Systematic investigation into mechanical strength, pore structure and microstructure of high performance concrete incorporating nano-hybrids

Abstract

In this study, high performance concrete (HPC) containing two types of nanoparticles: carbon nano tubes (CNTs) and nano silica (NS) and hybrid nanoparticles (CNTs + NS) were prepared. The compressive strength, phase composition, pore size distribution, surface area, surface morphology and microstructural characteristics were investigated at 7 and 28 days of hydration. In addition, the combined effect of CNTs and silica fume (SF) on the properties of concrete has been investigated in this study for comparison reasons.

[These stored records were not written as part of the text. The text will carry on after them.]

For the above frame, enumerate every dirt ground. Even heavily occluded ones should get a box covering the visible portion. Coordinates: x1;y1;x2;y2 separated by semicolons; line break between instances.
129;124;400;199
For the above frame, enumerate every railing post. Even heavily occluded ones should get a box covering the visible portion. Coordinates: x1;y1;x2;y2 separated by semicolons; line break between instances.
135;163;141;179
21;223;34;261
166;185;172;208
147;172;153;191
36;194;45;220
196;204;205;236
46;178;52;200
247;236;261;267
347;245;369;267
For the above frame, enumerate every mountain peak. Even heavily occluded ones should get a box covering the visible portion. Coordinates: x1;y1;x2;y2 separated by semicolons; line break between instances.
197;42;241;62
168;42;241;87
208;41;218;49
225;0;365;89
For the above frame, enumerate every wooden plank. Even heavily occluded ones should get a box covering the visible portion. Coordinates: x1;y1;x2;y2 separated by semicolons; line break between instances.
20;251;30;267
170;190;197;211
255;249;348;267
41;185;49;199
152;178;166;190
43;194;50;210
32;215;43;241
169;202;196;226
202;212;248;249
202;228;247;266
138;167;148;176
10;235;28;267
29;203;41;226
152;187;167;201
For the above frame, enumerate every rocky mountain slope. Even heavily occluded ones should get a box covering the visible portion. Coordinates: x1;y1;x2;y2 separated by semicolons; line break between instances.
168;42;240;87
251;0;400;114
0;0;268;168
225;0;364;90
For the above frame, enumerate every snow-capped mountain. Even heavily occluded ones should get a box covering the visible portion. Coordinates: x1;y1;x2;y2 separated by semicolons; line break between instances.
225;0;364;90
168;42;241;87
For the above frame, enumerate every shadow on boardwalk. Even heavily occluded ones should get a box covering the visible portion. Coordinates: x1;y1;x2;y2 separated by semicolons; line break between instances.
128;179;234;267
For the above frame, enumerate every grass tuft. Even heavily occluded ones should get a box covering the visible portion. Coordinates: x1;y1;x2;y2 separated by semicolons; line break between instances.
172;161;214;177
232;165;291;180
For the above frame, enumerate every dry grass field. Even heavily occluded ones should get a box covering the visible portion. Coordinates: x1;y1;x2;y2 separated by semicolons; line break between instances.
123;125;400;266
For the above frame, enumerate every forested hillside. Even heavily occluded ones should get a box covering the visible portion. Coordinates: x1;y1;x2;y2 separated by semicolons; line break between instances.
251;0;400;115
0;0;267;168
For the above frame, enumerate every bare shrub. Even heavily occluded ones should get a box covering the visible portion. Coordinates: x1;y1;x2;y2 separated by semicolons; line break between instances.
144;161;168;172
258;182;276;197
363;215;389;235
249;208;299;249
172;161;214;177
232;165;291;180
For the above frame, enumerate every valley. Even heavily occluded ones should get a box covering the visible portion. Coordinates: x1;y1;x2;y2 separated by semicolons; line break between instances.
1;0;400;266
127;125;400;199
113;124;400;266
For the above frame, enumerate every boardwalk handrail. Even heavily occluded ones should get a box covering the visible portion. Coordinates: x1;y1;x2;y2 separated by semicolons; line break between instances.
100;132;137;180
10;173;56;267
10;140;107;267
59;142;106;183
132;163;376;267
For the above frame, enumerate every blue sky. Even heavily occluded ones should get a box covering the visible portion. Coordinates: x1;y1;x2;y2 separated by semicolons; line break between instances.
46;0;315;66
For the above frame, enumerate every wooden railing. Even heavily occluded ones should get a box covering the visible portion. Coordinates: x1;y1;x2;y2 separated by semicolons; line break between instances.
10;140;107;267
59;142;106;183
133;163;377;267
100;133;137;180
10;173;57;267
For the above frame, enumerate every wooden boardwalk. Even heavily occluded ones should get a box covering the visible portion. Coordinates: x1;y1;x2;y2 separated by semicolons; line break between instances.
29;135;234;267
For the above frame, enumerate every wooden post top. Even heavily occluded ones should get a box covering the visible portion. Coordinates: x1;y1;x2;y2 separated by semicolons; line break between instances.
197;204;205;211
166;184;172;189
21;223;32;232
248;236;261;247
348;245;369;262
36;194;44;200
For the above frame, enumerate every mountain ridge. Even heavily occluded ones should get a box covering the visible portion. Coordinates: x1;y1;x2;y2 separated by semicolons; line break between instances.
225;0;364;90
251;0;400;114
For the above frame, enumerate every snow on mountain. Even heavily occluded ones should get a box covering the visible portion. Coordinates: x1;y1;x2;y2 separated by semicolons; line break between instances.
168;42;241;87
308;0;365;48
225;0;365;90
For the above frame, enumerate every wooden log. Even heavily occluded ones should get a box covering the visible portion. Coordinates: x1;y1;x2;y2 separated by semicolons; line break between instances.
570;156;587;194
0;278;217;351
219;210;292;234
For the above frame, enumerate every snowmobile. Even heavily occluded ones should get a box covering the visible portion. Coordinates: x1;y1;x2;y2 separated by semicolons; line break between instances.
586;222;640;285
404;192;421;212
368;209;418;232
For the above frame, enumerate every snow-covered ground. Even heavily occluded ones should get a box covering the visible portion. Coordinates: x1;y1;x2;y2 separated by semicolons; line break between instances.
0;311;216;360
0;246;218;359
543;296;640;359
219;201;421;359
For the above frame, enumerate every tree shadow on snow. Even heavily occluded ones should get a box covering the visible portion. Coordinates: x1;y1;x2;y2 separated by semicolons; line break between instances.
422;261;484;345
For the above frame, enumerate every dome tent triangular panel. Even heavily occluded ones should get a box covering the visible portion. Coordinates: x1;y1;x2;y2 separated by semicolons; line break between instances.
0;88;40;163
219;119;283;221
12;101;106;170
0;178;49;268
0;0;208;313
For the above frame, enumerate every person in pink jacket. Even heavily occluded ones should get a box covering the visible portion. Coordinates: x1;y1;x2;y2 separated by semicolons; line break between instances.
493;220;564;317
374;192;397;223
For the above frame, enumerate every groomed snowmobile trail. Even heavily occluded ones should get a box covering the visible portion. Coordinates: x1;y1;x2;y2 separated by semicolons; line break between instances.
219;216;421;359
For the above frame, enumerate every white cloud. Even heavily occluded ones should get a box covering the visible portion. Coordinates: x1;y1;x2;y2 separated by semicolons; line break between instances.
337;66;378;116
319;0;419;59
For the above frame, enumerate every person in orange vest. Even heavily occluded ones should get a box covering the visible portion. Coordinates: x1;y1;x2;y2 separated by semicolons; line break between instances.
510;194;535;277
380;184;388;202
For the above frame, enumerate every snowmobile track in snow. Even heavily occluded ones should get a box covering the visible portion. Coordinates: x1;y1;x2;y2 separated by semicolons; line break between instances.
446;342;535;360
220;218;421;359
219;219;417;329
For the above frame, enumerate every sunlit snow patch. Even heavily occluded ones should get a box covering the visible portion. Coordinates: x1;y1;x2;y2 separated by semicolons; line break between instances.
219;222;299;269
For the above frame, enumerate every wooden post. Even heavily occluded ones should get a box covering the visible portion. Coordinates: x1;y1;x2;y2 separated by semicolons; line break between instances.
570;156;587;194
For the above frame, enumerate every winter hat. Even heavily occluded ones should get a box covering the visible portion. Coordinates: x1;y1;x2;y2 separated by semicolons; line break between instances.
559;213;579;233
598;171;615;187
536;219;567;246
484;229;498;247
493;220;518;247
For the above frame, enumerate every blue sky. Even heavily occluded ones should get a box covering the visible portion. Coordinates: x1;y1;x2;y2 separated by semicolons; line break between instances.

The results indicated that, all kinds of the utilized nanoparticles provided an enhancement in the compressive strength of the hardened concrete at early and later ages of hydration. Furthermore, Thermogravimetric analysis (TGA) patterns revealed no great difference in the hydration degree of cement with the addition of CNTs. However, Due to its large specific surface area and the pozzolanic activity, CNTs+NS nanohybrid showed the best acceleration efficiency. The concrete containing CNTs+NS nanohybrid exhibited the highest improvement in compressive strength. The pozzolanic reaction induced by NS and silica fume (SF) led to remarkable increase in the surface area and the nanoporosity/gel pores assigned to calcium silicate hydrate (CSH) phase. The SEM analysis showed that, CNTs resulting in bridging nano-size and micro-size pores or gaps within cement hydrates; however, SF and NS are more efficient in filling the pores and gaps between the hydration products and providing more compact microstructure.